Komisi Eropa menyatakan bahwa pungutan lingkungan dan iklim yang lebih ketat pada impor produk makanan dari negara-negara di luar Uni Eropa tidak bertentangan dengan ketentuan hukum dari organisasi perdagangan dunia WTO. Dengan demikian, Komisi Eropa memberikan sinyal positif pertama kali terkait penerapan yang disebut “klausa cermin” dalam perjanjian perdagangan.
Komisaris Pertanian Janusz Wojciechowski mengusulkan kepada 27 menteri Pertanian dan Pangan pada hari Senin di Luksemburg untuk melakukan uji coba secara “kasus per kasus”. Sebuah laporan uji coba terkait dari Komisi Eropa baru-baru ini telah diterbitkan. Komisi Eropa akan menginformasikan para menteri mengenai konsultasi yang diadakan antara Januari dan Maret dengan para pemangku kepentingan.
Selama ini petani dan peternak telah meminta kriteria produksi yang setara atau pungutan tambahan pada makanan “murah” dari negara non-Uni Eropa, terutama untuk melindungi pasar Eropa sendiri. Namun, penerapan “denda impor” semacam itu tidak diizinkan oleh WTO karena dianggap “mengganggu persaingan” dan “memihak perusahaan domestik”.
Namun saat Uni Eropa memperkenalkan norma baru tentang kesejahteraan hewan, keanekaragaman hayati, dan kesehatan melalui Green Deal dan strategi dari Ladang ke Meja, Uni Eropa berencana untuk mewajibkan kriteria iklim baru yang sama pada impor makanan. Dan jika negara-negara tersebut tidak dapat atau tidak ingin mematuhi, Uni Eropa boleh mengenakan pungutan tambahan untuk mengembalikan “lapangan bermain yang setara”.
Anggota Parlemen Eropa asal Austria, Simone Schmiedtbauer (ÖVP/EVP), menyebut ini sebagai sebuah “kemenangan tahap”. Untuk pertama kalinya Komisi Eropa memberikan sinyal positif untuk ‘klausa cermin’ dalam perjanjian perdagangan. Terutama Perancis telah mendorong hal ini dengan kuat selama setengah tahun terakhir.
“Komisi Eropa tidak lagi menentang proyek ini. Ini adalah kemenangan tahap yang akan kami jadikan dasar untuk usaha kami selanjutnya,” ujar anggota Parlemen Eropa tersebut. “Sudah waktunya Komisi Eropa memahami tuntutan serikat petani bahwa standar produksi untuk petani Eropa juga harus berlaku bagi produk pertanian dan makanan impor,” jelas Schmiedtbauer dalam sebuah artikel di situs serikat petani Austria STBB.

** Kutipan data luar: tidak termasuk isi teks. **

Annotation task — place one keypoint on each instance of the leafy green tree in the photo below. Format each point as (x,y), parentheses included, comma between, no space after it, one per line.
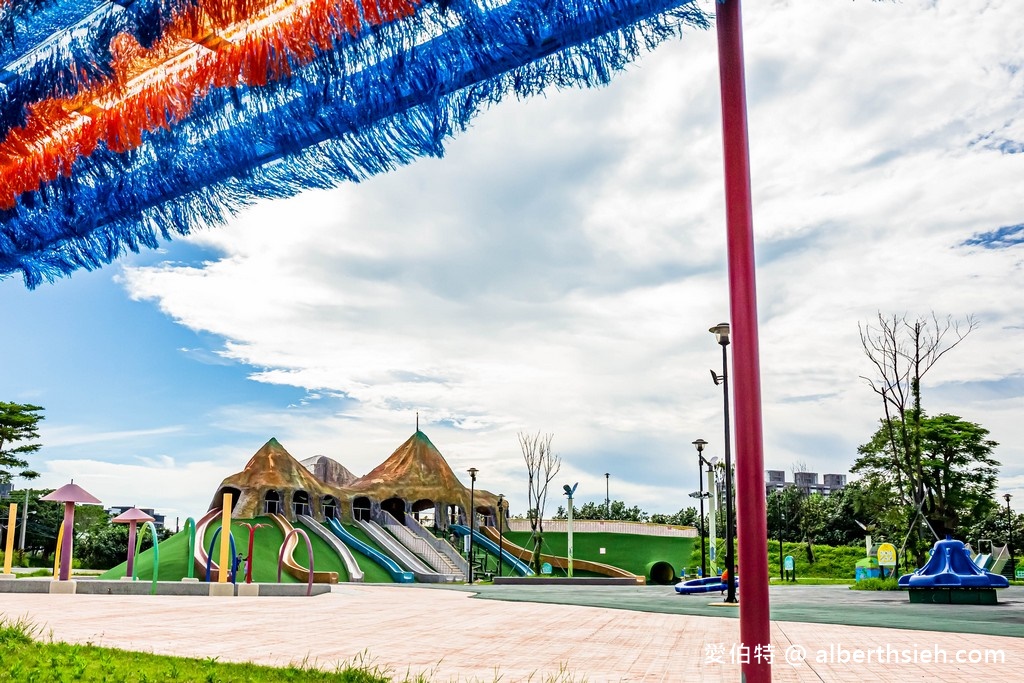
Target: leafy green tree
(18,423)
(902,352)
(104,545)
(955,478)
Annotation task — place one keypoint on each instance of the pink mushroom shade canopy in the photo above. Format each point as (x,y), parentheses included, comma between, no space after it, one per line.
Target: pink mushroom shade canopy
(133,515)
(71,493)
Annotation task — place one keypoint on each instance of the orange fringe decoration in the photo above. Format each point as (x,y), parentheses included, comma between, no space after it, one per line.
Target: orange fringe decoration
(156,88)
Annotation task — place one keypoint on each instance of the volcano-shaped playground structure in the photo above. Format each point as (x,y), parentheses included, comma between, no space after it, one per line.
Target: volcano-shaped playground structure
(404,521)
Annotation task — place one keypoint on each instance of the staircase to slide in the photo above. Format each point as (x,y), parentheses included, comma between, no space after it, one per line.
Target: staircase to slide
(401,554)
(351,566)
(452,555)
(422,547)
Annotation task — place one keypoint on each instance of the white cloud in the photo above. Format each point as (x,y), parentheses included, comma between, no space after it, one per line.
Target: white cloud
(559,268)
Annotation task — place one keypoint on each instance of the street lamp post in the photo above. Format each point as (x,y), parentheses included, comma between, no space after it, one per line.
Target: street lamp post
(501,538)
(1010,531)
(721,332)
(472,517)
(607,499)
(700,443)
(568,493)
(778,508)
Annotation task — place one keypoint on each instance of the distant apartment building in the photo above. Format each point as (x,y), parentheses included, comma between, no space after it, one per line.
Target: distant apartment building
(807,482)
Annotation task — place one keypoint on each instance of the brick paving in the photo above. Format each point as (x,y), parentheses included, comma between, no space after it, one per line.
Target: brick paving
(451,636)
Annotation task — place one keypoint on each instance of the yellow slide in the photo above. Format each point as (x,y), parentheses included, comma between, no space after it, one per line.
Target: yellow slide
(293,567)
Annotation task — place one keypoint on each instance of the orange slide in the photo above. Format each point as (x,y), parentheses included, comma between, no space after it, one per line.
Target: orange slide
(291,566)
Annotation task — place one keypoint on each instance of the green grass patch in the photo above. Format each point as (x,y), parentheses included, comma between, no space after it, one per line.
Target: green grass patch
(26,658)
(876,585)
(811,581)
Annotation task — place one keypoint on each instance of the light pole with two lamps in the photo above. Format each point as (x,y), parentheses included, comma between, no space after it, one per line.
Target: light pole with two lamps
(700,443)
(607,499)
(501,536)
(568,494)
(472,516)
(721,332)
(1010,532)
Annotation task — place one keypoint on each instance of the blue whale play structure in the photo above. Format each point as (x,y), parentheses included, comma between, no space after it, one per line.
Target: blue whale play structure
(708,585)
(951,577)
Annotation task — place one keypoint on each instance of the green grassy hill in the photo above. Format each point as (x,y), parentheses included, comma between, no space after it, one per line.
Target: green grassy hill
(627,551)
(266,546)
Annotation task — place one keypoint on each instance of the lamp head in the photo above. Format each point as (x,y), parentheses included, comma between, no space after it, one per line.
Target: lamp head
(721,332)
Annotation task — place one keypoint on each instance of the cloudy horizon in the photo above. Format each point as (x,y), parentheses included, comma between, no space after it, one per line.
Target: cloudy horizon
(558,270)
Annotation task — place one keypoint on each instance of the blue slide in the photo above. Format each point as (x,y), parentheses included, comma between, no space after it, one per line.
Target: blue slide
(389,565)
(492,547)
(708,585)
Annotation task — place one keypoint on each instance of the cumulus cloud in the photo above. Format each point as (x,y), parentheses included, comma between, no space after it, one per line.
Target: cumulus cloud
(558,269)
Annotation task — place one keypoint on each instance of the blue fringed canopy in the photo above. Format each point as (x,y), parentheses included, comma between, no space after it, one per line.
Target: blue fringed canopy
(98,157)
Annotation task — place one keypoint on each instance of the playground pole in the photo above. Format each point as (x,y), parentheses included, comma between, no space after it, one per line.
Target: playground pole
(8,554)
(501,538)
(25,522)
(225,535)
(472,516)
(700,443)
(754,616)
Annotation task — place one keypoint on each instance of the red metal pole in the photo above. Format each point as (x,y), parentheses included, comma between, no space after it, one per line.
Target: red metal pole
(130,569)
(755,627)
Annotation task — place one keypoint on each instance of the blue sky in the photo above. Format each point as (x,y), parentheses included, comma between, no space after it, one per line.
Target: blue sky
(558,271)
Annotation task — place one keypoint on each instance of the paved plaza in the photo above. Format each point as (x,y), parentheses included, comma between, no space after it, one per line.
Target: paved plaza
(453,635)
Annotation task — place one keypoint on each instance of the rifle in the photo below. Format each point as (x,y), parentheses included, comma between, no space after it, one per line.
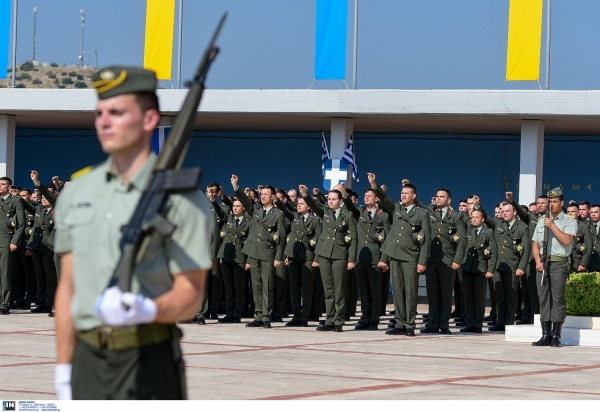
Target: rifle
(546,245)
(167,177)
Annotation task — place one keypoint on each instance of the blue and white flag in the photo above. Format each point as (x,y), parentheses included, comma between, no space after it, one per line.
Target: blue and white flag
(324,155)
(159,137)
(335,172)
(350,158)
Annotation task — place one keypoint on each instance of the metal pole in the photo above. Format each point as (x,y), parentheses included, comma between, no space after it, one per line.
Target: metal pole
(355,43)
(34,24)
(548,31)
(179,44)
(82,26)
(16,4)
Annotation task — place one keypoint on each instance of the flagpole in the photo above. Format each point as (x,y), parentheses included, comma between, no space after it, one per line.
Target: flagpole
(355,43)
(548,32)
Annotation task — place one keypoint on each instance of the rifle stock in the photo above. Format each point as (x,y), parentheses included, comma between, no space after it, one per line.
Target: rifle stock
(149,215)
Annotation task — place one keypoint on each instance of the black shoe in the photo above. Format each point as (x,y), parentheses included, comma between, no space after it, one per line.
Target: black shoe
(524,322)
(556,332)
(429,330)
(546,339)
(396,331)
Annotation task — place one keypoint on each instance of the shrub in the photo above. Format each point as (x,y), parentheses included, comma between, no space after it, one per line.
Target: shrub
(583,294)
(27,66)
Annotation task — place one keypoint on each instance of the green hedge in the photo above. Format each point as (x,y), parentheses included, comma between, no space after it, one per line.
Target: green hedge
(583,294)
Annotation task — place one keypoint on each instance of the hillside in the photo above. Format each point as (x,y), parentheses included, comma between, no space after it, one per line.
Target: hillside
(50,77)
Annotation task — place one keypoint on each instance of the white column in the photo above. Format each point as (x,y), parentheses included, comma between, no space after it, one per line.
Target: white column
(532,161)
(341,130)
(7,145)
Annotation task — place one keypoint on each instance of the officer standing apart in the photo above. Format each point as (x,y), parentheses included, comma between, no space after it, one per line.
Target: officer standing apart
(106,351)
(552,275)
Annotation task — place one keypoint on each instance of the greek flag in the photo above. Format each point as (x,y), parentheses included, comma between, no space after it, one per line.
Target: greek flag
(324,156)
(350,158)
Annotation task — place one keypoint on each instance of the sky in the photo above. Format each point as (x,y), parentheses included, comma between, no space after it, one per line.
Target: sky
(269,44)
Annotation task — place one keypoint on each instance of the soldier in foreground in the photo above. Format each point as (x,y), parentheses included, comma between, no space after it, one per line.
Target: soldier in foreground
(105,351)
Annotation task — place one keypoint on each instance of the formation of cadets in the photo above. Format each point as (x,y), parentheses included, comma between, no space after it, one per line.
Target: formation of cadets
(29,267)
(301,254)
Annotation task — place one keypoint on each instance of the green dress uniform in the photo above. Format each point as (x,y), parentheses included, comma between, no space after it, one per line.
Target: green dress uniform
(445,249)
(263,247)
(373,227)
(582,246)
(594,265)
(481,257)
(334,254)
(41,243)
(299,251)
(407,246)
(233,260)
(137,362)
(531,301)
(514,252)
(9,206)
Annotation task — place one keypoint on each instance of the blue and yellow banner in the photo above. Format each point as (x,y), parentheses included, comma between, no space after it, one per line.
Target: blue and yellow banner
(330,44)
(524,40)
(158,49)
(4,36)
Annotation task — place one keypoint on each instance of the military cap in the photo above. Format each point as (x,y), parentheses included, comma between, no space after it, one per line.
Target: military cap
(116,80)
(556,192)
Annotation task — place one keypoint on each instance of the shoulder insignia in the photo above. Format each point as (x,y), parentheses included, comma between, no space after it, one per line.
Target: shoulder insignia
(81,172)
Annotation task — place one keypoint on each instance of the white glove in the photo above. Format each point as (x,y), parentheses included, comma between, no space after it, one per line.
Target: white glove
(62,381)
(116,308)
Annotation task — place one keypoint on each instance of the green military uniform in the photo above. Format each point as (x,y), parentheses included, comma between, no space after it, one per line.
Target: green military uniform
(531,302)
(594,265)
(334,254)
(233,261)
(41,243)
(373,227)
(262,253)
(514,252)
(439,275)
(9,206)
(582,246)
(480,258)
(405,252)
(300,254)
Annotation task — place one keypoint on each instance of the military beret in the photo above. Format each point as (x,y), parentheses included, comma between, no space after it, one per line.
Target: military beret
(116,80)
(556,192)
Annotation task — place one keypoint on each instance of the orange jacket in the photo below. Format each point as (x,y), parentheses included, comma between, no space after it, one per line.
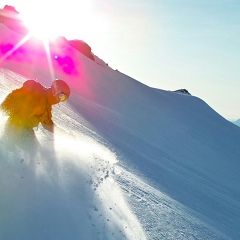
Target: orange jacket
(28,106)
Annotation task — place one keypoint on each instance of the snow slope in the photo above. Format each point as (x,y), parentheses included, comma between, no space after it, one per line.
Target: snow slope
(126,162)
(237,122)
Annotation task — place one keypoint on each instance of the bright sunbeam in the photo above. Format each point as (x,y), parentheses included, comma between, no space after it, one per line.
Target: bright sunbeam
(18,45)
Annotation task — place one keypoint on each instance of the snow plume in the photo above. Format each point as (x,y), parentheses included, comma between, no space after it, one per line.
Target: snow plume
(64,189)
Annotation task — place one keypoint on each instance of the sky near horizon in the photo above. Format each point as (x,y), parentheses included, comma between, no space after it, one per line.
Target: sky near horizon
(167,44)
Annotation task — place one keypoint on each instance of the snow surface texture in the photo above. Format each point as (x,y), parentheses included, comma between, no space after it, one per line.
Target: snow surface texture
(126,162)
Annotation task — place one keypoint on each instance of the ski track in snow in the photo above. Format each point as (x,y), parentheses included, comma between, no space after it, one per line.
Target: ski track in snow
(68,176)
(72,187)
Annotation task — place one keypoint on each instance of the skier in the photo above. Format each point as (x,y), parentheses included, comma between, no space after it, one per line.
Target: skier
(31,104)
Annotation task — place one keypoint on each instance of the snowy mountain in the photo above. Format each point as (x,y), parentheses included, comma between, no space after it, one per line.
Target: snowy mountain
(126,161)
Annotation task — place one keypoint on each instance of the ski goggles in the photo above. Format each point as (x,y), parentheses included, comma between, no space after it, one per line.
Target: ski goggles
(62,97)
(59,95)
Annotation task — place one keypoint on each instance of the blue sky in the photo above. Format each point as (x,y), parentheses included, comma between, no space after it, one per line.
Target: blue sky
(167,44)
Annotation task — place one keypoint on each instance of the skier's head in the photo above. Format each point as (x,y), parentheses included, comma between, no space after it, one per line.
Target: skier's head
(60,90)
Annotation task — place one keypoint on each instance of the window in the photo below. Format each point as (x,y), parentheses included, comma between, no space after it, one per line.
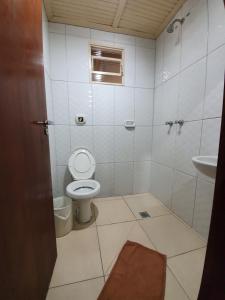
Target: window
(106,65)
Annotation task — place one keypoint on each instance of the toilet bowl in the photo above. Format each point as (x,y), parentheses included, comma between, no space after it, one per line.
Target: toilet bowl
(82,167)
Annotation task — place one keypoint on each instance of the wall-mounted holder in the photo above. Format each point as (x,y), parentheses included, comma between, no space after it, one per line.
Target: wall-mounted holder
(179,122)
(80,119)
(129,124)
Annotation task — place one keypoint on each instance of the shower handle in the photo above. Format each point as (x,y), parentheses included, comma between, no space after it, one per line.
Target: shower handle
(180,122)
(170,123)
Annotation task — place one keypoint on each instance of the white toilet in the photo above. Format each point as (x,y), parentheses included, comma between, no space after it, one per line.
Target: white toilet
(82,167)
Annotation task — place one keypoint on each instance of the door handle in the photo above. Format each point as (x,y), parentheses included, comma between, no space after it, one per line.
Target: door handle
(44,124)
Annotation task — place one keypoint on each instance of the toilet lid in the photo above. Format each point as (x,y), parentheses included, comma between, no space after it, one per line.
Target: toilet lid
(81,164)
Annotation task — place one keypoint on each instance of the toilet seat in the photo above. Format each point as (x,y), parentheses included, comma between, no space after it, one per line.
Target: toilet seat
(81,164)
(83,189)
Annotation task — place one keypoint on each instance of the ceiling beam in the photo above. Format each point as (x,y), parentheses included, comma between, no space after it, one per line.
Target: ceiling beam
(81,22)
(119,12)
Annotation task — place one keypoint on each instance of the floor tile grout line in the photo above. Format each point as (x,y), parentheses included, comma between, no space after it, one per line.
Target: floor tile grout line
(186,252)
(74,282)
(178,281)
(99,248)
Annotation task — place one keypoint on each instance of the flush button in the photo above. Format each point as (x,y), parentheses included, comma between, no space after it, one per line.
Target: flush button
(80,119)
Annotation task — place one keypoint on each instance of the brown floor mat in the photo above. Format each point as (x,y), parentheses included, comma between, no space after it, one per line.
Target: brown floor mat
(138,274)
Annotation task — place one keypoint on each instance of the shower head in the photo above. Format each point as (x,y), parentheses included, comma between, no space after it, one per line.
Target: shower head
(170,28)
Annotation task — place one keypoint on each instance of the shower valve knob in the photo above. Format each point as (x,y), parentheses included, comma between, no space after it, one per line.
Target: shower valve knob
(170,123)
(180,122)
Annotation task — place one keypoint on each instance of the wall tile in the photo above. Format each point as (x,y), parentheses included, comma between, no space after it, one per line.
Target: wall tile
(194,32)
(159,59)
(161,181)
(124,141)
(57,48)
(103,98)
(63,179)
(60,102)
(210,137)
(78,59)
(183,197)
(82,137)
(124,178)
(169,102)
(142,143)
(62,142)
(216,24)
(143,106)
(80,101)
(104,144)
(187,145)
(105,175)
(142,177)
(203,207)
(215,83)
(192,91)
(145,67)
(124,104)
(163,144)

Untuk menguji keberlakuan hukum secara praktis, harus dilakukan “evaluasi kasus per kasus”. Menteri Pertanian Belanda, Henk Staghouwer, dalam surat kepada parlemen pekan lalu menyatakan bahwa dia juga mendukung pendekatan uji coba “kasus per kasus”.
Namun ia menekankan bahwa bukan hanya kualitas yang menentukan harga, tapi juga terdapat berbagai kondisi di masing-masing negara. “Pada saat yang sama faktor lain, termasuk infrastruktur, pengetahuan dan biaya tenaga kerja juga memengaruhi posisi persaingan akhir perusahaan. Di sini harus diperiksa apa yang memungkinkan di bawah kerangka multilaterali WTO, dan langkah apa yang diinginkan,” kata Staghouwer dalam suratnya ke parlemen.
“Standar produksi yang sama untuk produk impor — itulah yang diminta petani lokal, dan mereka pantas mendapatkannya. Ini memperkuat daya saing petani Eropa dan membantu pendekatan regional di sektor pertanian untuk mencapai terobosan. Konsumen, hewan, lingkungan, dan iklim mendapat manfaat darinya, dan tak kalah penting, tentunya kami para petani,” ujar Schmiedtbauer.